In a true "Mallet" using double expansion, the high-pressure steam is first used in the rear cylinders, then the low-pressure (but still powerful) steam is exhausted to the front low-pressure cylinders, then exhausted up the stack. To use the low-pressure steam properly, the front cylinders had to be huge compared to the rear ones.
In a "simple" articulated, all four cylinders get high-pressure steam directly, so all four are the smaller size.
Yeah those Z's had massive cylinders. I can see how easy it would be for a set of drivers to hide behind them at the right viewing angle.
The only other mainline articulated with a four-coupled forward engine was a B&O experiment (on one of the two first true high-speed simple articulateds). These locomotives came from Baldwin as 2-6-6-2s, which was not particularly advisable for engines that size at high speed, and B&O tried putting a four-wheel lead truck on for better stability (resulting in the elimination of one driver pair to make room)
I have tried for decades to get test information on this, but the upshot historically is (1) the engine did not run in this configuration for very long; and (2) B&O never repeated the experiment, and no one else in North America did, either, even though the subsequent history of high-speed articulateds, both 2-6-6-4/6s and Challengers, is remarkable.
(The PRR Q2s were rigid-frame engines, which eliminates the great cause of instability from a hinged four-coupled engine. Interestingly their rigid wheelbase is shorter than that of a 5001-and-up-class ATSF 2-10-4, which no one argues wasn't a high-speed locomotive...
NOTE: There were four-coupled main-line Garratts... very good, very fast, eight-cylinder Garratts. This discussion is about Mallet-style articulation, though.
Why is the word in the title 'consolidated' and not 'articulated'?
It must have been a Z or an A class, and I just couldn't make out the one wheel pair as it was hidden by the crosshead, etc. Thanks.
Still in training.
Norfolk & Western Z Class Locomotives were 2-6-6-2 articulateds. They had 190 of the model. On some railroads they were called Mallet Moguls.
At this website there is a broadside view of a Class Z if you scroll down.
In the picture, if you look closely the first driver on the front locomotive can be seen, almost hiden, though, behind the crosshead guides, the piston, and the gear just behind the front cylinders.
https://www.american-rails.com/z.html
In terms of "asymmetrical" drive, Great Northern had 2-6-8-0 locomotives.

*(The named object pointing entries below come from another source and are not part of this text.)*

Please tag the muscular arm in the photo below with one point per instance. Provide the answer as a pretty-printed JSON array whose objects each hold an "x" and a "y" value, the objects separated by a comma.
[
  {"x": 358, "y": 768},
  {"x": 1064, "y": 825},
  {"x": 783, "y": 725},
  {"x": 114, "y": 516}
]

Santa Fe had some 4-4-6-2 Mallet passenger locomotives for a whiile in the early 1900s.
The Pennsylvania Railroad had a class Q2 of 4-4-6-4 rigid frame freight locomotives.
There are a couple of pictures of a Q2 on this page.
https://en.wikipedia.org/wiki/Pennsylvania_Railroad_class_Q2
I saw video, and it was not great quality, and the train was a long distance away. It appeared to me that one set of drivers had six, while the other had four. It was an N&W loco. Could I have seen that correctly?